Rod Taylor wrote:
Doing the actual expunging during updatedb is better than as a separate
command for performance. As a periodic option (scrubbing content
generation or abuse sites in my case) combining with updatedb will
reduce the IO and CPU requirements. Updatedb already reads in the DB,
cycles through every entry, sorts it, and write it out.
Doing this in a separate command would kill 4 to 8 hours of otherwise
usable time. Doing it as a part of updatedb probably costs about 1 hour
of work (CPU time to apply filters only).

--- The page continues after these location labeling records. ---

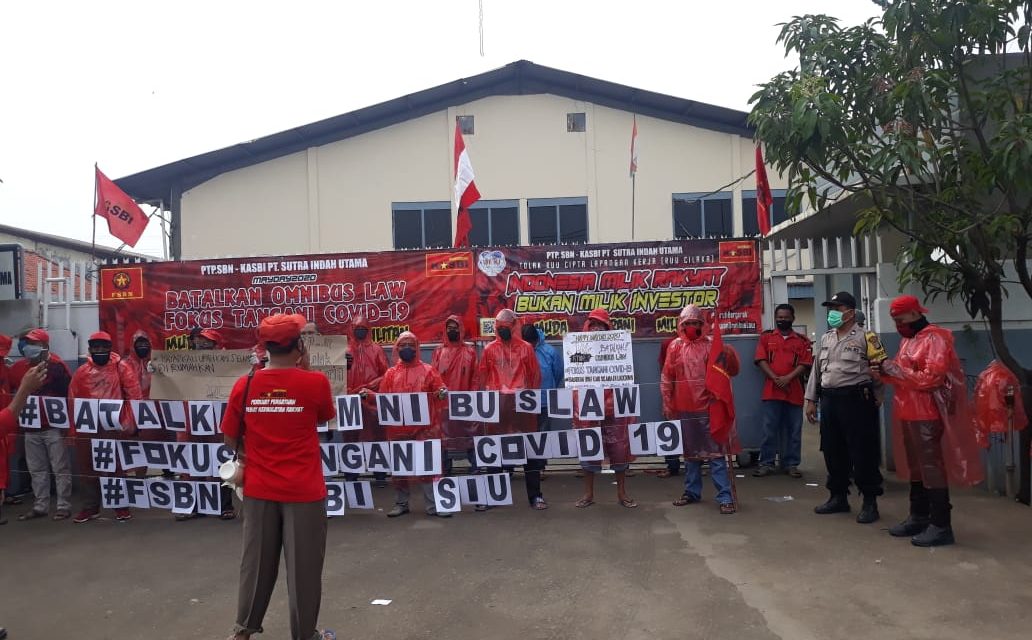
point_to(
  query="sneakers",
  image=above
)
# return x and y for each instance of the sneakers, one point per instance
(835, 504)
(934, 537)
(911, 526)
(86, 515)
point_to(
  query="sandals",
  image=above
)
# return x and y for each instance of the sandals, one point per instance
(685, 500)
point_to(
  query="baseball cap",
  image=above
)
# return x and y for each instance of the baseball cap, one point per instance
(842, 297)
(281, 328)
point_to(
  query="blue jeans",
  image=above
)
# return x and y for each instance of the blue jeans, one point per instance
(782, 432)
(718, 472)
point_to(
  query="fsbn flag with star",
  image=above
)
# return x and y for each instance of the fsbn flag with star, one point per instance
(126, 220)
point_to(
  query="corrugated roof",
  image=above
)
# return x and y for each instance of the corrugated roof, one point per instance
(520, 77)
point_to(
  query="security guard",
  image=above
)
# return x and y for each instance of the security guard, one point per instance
(841, 382)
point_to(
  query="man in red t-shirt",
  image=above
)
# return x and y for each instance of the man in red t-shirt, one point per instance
(783, 355)
(270, 421)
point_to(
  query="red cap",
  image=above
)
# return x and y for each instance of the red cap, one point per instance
(38, 336)
(905, 304)
(281, 328)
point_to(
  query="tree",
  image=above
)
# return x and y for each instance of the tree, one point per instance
(925, 116)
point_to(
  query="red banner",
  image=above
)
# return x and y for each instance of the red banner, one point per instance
(643, 285)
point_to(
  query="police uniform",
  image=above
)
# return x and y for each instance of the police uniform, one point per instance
(849, 435)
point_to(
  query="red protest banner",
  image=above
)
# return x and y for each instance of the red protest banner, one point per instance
(643, 285)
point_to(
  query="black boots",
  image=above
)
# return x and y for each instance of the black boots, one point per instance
(933, 537)
(836, 504)
(869, 512)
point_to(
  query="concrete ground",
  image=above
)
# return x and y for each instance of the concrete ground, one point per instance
(775, 570)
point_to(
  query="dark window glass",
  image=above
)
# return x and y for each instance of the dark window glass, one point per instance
(408, 228)
(543, 225)
(576, 123)
(437, 227)
(573, 223)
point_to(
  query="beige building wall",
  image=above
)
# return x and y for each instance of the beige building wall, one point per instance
(337, 197)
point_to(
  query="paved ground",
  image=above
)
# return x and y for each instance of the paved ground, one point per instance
(775, 570)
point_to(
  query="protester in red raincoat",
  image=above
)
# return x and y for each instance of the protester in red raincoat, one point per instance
(932, 427)
(508, 364)
(456, 361)
(686, 398)
(104, 375)
(614, 433)
(410, 375)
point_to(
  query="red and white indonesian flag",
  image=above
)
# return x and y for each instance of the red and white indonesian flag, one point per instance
(465, 190)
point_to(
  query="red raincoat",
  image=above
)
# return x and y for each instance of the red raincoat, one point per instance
(368, 364)
(414, 377)
(615, 439)
(508, 366)
(929, 387)
(457, 364)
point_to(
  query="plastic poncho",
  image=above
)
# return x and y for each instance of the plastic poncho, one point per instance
(456, 362)
(930, 387)
(508, 366)
(414, 377)
(115, 380)
(615, 439)
(139, 365)
(685, 397)
(992, 415)
(368, 363)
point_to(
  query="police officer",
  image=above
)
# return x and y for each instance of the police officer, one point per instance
(841, 382)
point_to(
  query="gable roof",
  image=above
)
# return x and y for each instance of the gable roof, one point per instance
(520, 77)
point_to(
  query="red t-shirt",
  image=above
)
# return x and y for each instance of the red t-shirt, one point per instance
(784, 353)
(281, 442)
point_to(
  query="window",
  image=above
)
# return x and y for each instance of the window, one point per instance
(495, 223)
(698, 215)
(576, 123)
(421, 225)
(778, 215)
(557, 221)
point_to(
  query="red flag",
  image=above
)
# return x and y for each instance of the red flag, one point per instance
(721, 408)
(125, 219)
(764, 198)
(465, 190)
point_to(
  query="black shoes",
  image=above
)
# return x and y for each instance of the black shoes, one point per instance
(869, 512)
(911, 526)
(934, 537)
(835, 504)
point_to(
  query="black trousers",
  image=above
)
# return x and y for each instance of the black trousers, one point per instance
(850, 441)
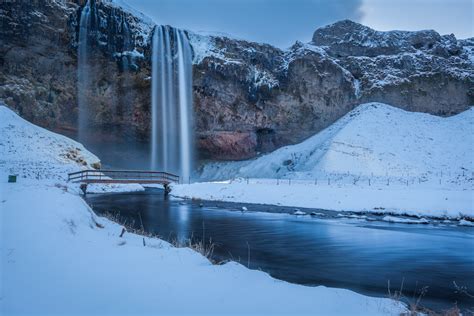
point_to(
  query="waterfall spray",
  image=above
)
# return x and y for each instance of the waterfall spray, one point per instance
(172, 128)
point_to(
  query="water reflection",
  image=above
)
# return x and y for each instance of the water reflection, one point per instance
(352, 254)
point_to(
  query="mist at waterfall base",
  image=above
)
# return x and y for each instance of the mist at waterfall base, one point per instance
(170, 143)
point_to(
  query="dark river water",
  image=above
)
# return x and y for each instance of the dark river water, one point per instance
(363, 256)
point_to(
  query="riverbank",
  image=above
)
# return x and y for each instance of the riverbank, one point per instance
(417, 200)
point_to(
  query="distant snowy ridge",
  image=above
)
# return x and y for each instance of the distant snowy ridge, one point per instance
(374, 139)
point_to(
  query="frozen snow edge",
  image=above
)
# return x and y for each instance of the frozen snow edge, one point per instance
(421, 203)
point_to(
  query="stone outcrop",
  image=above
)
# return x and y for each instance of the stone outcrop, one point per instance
(249, 97)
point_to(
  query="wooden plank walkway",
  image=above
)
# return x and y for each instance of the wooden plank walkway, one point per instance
(122, 176)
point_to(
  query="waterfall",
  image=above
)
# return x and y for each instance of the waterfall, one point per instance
(172, 119)
(83, 83)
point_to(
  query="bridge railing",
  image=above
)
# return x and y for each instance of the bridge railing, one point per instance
(122, 176)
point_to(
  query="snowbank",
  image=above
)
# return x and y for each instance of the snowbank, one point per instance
(55, 259)
(32, 152)
(377, 198)
(376, 158)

That's true. A separate tool might be useful anyway, but if you have
some spare cycles and could provide a patch to updatedb that implements
this it would be a great addition.
--
Best regards,
Andrzej Bialecki <><
___. ___ ___ ___ _ _ __________________________________
[__ || __|__/|__||\/| Information Retrieval, Semantic Web
___|||__|| \| || | Embedded Unix, System Integration
http://www.sigram.com Contact: info at sigram dot com
-------------------------------------------------------
This SF.Net email is sponsored by xPML, a groundbreaking scripting language
that extends applications into web and mobile media. Attend the live webcast
and join the prime developer group breaking into this new coding territory!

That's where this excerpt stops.